Harry de Wit beroert de snaren in de rol van God in de voorstelling Snaren door Toneelgroep Amsterdam. Hij is als componist betrokken bij Het Vuil, De Stad En De Dood van Rainer Werner Fassbinder, uitgevoerd door het Nationale Toneel. In tegenstelling tot het verzet tegen dit stuk in 1987 leidt de uitvoering dit jaar niet tot rellen. In juni 2003, als onderdeel van de internationale Koorbiënnale in de Haarlemse Stadsschouwburg, zit het publiek bij de uitvoering van Whispers Of Heavenly Death 1 op de plek waar gewoonlijk het podium staat en bevinden de uitvoerenden zich ditmaal in de zaal in op de balkons. Whispers Of Heavenly Death 1 is een stuk voor groot koor, slagwerk en accordeonorkest Alphen Opus 2 plus tape en zelfgebouwde instrumenten. De Wit vertelt zijn muzikale verhaal aan de hand van gedichten van Walt Whitman.

2004 - 2005

Speciaal voor het Enschede Muziek Festival 2004 schrijft Harry de Wit een compositie voor blazers, vocalisten, hulpdienstsirenes en een hartslagmeter. De tekst is afkomstig van het gedicht Textielstad van Willem Wilmink. In het seizoen 2004-2005 componeert Harry de Wit bij het Nationale Toneel de muziek voor Ivanov van Tjechov en Elementaire Deeltjes naar het boek van Michel Houellebecq, beide onder regie van Johan Doesburg.
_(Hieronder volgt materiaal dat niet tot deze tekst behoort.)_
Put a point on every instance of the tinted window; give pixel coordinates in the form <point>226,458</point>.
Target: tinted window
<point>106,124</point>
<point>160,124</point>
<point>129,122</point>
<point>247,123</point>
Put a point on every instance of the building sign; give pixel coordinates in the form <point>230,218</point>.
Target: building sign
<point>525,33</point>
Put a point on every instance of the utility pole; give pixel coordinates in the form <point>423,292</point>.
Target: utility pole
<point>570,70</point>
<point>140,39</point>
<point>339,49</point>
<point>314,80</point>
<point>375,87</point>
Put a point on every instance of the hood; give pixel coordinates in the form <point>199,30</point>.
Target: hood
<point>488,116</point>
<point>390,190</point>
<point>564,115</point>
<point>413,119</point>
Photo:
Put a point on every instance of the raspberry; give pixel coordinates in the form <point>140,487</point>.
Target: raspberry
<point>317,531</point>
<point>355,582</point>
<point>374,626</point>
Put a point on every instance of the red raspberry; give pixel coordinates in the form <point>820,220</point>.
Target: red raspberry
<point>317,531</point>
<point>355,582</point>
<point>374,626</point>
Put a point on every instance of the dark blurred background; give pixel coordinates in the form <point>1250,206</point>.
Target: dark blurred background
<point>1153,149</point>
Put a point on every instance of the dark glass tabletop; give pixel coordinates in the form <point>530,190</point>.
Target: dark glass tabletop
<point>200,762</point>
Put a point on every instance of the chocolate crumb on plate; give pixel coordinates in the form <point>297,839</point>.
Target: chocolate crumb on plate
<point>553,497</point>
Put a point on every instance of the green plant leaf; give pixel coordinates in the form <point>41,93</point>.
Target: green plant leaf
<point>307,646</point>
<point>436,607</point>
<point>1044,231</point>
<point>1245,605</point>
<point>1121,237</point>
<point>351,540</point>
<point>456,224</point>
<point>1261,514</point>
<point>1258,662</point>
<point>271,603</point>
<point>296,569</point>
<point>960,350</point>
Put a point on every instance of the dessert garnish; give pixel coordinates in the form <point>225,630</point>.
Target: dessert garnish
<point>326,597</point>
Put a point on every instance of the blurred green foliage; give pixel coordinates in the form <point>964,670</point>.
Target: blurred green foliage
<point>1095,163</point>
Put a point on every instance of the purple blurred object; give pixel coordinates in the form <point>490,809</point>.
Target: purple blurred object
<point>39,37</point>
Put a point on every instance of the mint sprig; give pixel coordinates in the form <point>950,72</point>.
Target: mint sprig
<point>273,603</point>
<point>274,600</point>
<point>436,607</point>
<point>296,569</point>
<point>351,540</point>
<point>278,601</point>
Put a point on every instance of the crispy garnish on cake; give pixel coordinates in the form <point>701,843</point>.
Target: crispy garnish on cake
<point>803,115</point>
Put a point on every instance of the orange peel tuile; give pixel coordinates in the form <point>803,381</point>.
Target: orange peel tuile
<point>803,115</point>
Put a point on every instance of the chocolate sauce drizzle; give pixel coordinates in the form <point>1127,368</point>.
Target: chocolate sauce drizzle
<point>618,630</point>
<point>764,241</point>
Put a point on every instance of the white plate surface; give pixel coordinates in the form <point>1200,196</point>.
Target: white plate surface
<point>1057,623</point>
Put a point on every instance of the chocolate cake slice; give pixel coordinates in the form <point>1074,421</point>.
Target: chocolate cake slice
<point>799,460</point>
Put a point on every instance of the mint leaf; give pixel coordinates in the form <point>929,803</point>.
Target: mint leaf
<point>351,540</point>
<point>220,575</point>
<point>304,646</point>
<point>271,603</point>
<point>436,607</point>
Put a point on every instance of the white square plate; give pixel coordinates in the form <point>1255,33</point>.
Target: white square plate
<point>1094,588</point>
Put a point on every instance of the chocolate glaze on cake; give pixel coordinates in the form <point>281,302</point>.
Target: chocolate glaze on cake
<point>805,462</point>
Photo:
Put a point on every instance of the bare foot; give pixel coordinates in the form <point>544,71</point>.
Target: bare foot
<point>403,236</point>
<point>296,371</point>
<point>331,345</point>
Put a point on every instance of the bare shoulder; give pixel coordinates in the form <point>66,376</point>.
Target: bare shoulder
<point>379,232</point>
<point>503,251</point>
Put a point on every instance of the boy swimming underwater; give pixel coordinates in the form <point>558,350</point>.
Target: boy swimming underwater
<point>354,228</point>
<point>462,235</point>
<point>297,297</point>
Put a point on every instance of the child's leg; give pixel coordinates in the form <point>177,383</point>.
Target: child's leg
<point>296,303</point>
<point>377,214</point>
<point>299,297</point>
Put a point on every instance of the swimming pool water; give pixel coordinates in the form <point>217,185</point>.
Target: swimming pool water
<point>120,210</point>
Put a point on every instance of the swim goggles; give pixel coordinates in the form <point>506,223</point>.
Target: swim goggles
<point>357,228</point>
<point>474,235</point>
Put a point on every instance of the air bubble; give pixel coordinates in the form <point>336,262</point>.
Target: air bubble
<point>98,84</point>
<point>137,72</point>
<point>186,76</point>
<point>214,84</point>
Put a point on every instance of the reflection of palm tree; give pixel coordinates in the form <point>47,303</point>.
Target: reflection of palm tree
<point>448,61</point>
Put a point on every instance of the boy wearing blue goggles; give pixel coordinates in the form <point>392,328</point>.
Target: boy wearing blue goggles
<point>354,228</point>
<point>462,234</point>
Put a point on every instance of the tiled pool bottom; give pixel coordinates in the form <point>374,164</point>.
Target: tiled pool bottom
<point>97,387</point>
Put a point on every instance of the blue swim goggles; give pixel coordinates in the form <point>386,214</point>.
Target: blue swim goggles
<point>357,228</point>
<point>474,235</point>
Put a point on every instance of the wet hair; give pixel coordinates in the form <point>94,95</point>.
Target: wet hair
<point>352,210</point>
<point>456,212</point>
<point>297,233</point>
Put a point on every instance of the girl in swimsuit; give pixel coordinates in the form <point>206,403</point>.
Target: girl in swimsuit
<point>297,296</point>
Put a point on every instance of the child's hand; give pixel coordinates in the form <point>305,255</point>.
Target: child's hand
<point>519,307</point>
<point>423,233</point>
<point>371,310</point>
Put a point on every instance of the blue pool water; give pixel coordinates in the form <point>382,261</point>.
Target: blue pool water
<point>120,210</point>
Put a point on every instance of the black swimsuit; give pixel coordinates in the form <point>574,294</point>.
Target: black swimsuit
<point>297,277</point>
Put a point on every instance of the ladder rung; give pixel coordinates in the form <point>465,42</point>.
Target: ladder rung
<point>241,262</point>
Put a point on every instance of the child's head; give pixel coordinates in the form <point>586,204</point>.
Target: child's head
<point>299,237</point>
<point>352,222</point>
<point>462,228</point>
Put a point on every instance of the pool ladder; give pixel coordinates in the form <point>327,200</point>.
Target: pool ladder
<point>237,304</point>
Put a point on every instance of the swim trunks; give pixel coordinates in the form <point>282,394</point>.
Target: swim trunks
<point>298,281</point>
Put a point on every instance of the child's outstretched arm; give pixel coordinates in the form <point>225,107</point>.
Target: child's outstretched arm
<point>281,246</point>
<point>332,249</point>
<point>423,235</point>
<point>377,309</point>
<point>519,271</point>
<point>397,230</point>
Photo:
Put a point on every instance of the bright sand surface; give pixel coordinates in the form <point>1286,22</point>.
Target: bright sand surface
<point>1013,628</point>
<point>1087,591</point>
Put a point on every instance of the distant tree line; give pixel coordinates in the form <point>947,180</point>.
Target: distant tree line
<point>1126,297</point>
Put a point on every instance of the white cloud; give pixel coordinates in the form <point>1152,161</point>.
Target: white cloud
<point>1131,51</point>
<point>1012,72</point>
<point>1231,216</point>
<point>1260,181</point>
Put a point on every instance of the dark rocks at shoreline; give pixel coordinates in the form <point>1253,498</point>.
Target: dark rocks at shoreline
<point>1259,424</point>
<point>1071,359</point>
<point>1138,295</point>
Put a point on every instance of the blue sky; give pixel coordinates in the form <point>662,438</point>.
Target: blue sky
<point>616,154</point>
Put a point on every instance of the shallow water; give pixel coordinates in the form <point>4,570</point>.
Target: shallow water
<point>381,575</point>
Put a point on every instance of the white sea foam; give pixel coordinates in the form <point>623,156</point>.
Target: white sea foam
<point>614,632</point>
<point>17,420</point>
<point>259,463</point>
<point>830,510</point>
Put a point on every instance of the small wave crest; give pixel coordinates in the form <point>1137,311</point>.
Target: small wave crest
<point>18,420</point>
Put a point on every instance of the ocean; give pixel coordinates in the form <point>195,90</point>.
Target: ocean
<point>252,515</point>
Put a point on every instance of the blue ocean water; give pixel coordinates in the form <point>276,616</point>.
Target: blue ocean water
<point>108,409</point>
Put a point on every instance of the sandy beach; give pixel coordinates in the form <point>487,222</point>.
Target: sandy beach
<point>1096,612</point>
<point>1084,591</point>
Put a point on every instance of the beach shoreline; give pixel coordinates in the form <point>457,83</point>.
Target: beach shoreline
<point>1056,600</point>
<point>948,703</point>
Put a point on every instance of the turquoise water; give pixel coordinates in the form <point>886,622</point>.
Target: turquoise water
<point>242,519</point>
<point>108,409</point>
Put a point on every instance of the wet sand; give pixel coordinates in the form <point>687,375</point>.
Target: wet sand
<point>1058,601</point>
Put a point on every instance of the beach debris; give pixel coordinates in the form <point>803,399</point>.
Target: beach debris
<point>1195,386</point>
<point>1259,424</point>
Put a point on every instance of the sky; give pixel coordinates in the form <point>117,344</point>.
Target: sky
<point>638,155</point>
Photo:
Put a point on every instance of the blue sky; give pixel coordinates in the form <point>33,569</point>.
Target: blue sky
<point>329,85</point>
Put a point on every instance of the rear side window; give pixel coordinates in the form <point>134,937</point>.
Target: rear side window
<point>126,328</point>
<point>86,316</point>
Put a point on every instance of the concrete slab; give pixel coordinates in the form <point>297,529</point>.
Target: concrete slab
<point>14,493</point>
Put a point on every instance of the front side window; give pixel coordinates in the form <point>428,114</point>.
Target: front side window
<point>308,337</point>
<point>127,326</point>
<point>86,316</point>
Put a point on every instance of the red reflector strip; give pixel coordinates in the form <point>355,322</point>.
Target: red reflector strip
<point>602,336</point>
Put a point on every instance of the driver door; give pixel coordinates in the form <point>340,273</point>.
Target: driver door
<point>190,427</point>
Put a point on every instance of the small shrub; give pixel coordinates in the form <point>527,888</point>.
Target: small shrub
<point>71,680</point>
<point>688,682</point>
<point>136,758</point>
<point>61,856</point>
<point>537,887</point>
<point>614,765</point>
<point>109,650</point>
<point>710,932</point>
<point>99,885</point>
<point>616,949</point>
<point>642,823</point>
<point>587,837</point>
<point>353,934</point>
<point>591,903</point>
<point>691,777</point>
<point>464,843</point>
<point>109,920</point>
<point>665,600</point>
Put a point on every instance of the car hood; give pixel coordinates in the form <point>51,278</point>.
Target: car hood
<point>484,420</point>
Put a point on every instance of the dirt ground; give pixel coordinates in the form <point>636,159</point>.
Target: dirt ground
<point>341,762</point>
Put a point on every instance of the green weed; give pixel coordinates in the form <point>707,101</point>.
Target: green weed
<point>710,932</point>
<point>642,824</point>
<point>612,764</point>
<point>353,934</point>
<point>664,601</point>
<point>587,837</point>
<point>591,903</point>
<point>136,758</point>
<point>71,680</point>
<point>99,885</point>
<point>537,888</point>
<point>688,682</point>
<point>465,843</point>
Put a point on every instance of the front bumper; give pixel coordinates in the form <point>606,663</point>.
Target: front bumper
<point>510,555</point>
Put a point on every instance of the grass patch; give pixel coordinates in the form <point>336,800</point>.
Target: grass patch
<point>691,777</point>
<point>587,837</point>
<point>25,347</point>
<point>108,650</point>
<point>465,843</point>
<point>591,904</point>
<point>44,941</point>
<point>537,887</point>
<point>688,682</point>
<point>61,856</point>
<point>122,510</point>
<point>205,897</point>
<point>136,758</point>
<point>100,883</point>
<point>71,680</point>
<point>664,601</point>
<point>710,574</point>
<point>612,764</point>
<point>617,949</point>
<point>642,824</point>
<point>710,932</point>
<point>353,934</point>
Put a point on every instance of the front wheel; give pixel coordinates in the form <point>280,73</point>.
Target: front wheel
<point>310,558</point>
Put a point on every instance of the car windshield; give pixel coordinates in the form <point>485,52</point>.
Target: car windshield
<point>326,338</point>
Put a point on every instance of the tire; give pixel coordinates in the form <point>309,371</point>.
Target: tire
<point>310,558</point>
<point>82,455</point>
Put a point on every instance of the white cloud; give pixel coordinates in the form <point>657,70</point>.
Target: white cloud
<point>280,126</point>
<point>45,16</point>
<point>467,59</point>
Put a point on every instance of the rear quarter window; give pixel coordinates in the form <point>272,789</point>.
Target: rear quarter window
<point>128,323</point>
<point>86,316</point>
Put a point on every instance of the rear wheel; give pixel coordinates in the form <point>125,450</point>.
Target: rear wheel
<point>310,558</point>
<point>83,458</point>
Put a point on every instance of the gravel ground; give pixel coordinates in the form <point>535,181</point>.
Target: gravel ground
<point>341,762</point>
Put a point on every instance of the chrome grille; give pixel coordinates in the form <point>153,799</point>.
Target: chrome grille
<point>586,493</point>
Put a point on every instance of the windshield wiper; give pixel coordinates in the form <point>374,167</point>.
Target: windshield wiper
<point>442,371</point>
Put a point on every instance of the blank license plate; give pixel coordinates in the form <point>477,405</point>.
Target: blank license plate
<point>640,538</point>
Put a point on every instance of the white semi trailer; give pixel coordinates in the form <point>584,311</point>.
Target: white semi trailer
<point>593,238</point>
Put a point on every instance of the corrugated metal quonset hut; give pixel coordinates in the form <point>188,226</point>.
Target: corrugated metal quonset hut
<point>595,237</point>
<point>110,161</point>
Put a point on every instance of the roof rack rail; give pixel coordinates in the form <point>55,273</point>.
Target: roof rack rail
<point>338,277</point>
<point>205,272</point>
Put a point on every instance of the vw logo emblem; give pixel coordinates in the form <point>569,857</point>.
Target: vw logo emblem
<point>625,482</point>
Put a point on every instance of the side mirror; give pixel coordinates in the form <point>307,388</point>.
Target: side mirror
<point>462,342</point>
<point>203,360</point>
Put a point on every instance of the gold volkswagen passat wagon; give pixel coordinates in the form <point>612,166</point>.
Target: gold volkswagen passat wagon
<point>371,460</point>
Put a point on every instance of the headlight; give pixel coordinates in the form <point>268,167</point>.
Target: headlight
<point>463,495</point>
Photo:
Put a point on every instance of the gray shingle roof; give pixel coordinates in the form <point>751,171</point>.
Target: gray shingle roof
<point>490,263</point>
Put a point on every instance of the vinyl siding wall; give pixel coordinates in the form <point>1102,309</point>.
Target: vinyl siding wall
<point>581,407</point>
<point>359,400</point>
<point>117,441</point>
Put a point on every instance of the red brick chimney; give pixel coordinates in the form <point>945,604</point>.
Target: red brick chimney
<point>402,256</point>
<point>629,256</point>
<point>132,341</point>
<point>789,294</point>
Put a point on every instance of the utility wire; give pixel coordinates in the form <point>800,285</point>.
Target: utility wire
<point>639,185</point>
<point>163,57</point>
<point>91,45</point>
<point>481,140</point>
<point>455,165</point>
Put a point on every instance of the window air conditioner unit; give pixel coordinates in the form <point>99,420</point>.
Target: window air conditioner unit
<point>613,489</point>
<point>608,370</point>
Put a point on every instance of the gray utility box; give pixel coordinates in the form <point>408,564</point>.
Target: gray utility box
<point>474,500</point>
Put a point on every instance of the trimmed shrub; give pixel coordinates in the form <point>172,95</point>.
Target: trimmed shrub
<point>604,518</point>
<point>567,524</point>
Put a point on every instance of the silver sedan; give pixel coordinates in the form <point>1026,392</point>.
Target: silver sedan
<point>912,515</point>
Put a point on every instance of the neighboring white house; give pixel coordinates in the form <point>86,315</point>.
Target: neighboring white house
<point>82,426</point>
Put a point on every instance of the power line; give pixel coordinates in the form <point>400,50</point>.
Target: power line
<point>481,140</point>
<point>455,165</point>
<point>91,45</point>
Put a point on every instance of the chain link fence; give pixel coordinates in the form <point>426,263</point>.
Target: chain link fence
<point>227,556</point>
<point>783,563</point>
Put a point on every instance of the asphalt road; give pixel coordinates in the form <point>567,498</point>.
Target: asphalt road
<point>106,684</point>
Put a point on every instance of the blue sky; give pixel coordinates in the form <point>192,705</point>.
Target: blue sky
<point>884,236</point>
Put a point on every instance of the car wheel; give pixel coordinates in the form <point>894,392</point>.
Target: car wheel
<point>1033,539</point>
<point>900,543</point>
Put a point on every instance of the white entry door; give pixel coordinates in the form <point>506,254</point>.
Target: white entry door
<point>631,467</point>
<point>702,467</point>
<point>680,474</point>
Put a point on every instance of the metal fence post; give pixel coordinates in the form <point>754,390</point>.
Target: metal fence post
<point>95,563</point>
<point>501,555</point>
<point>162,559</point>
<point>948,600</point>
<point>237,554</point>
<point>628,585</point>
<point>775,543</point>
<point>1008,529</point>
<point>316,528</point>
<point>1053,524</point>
Zijn muzikale theaterbijdragen worden aan het eind van het seizoen beloond met de Proscenium Prijs 2005. Andere theaterstukken met De Wits bijdragen zijn Oersonate bij het Nationale Toneel met actrice Antoinette Jelgersma en Demonen onder regie van Johan Doesburg.

2006 - 2010

Pianist Kees Wieringa brengt de cd A New Sound uit (Do Records, 2006) met naast For Cornelius van Alvin Curran het stuk Sleepers van Harry de Wit, opgenomen in het Concertgebouw Amsterdam in 2003. Met de Prijs van de Nederlandse Dansdagen, bestaand uit een geldbedrag van 12.000 Euro, maakt Harry de Wit in 2007 een nieuw werk in de oude Maastrichtse cementfabriek ENCI. Muziek van De Wit is te horen in de documentaire Voices Of Bam (Maasja Ooms en Aliona van der Horst, 2006), Goud (Niek Koppen, 2007), Utrecht CS (Annette Apon, 2007), Boris Ryzhy (Aliona van der Horst, 2008) en Among Horses And Men (Marjoleine Boonstra, 2010).

2011

Harry de Wit wordt genomineerd voor een Gouden Kalf voor zijn score bij Brownian Movement van Nanouk Leopold.